Penanaman serentak yang diprakarsai TNI ini berlangsung mulai pukul 08.00 WIB. Bupati Tegal Ishack Maulana Rohman, Wakapolres Tegal Kompol M. Iskandarsyah, Dandim 0712/Tegal Letkol Inf. Rachmat Ferdiantono, serta Danlanal Tegal Letkol Laut (P) Tato Taufiqurochman turun langsung ke lokasi bersama unsur Forkopimda dan warga setempat.

Mengapa Mangrove Jadi Prioritas di Pesisir Tegal?

Kawasan Pantai Kedungkelor selama ini masuk dalam zona rawan abrasi. Gelombang laut dan pasang surut secara perlahan menggerus garis pantai, mengancam permukiman serta tambak warga. Mangrove berfungsi sebagai penahan alami ombak dan sedimentasi tanah.

“Kegiatan ini bentuk kepedulian bersama menjaga kelestarian lingkungan pesisir agar tetap terjaga untuk generasi mendatang,” kata Wakapolres Tegal Kompol M. Iskandarsyah di sela-sela penanaman.

Sinergitas TNI-Polri di Lapangan

Kehadiran personel Polres Tegal dalam kegiatan ini menjadi simbol penguatan sinergi antara TNI dan Polri. Mereka bahu-membahu dengan anggota Kodim 0712/Tegal, Pramuka Saka Wira Kartika, BPBD, serta Dinas Lingkungan Hidup setempat menggali lubang dan menanam bibit di titik-titik yang sudah ditentukan.

Selain menanam, kegiatan diawali dengan pembukaan dan diikuti video conference yang menghubungkan lokasi penanaman di Tegal dengan pusat kegiatan nasional. Ini menjadi momen koordinasi lintas daerah dalam satu program lingkungan.

Dampak Jangka Panjang bagi Warga Pesisir

Penanaman mangrove tak hanya soal penghijauan. Bagi warga Desa Kedungkelor yang mayoritas nelayan dan petambak, hutan mangrove yang tumbuh kelak akan menjadi habitat ikan, udang, dan kepiting. Ekosistem yang sehat berarti tangkapan melimpah.

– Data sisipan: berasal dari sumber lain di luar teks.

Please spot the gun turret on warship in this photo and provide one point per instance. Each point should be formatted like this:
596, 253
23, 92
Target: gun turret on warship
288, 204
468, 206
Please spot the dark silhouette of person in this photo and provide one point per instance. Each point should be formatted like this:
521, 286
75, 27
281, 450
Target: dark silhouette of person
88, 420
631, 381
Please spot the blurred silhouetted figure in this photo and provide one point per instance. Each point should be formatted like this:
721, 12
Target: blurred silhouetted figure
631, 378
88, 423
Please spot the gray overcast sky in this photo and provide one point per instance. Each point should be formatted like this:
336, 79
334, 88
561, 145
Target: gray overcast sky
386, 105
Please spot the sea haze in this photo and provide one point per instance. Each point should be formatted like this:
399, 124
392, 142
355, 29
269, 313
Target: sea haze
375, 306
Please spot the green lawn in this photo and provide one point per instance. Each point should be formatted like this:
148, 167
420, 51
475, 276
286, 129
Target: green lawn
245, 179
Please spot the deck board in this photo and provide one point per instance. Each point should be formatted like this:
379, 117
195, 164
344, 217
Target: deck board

Bupati Tegal Ishack Maulana Rohman menyebut program ini selaras dengan rencana tata ruang daerah yang mengutamakan perlindungan kawasan pesisir. Pemerintah kabupaten berkomitmen merawat bibit yang baru ditanam agar tingkat keberhasilan tumbuh tinggi.

Langkah Selanjutnya

Usai penanaman serentak, Pemkab Tegal bersama TNI-Polri akan melakukan monitoring rutin setiap bulan. Bibit yang mati akan segera diganti dengan penyulaman pada musim tanam berikutnya. Masyarakat sekitar dilibatkan sebagai kelompok sadar lingkungan untuk menjaga kawasan ini dari kerusakan.

Reporter: Irfan Hakim
Sumber: jateng.disway.id This article was automatically rewritten by AI based on the source above without altering the facts of the original article.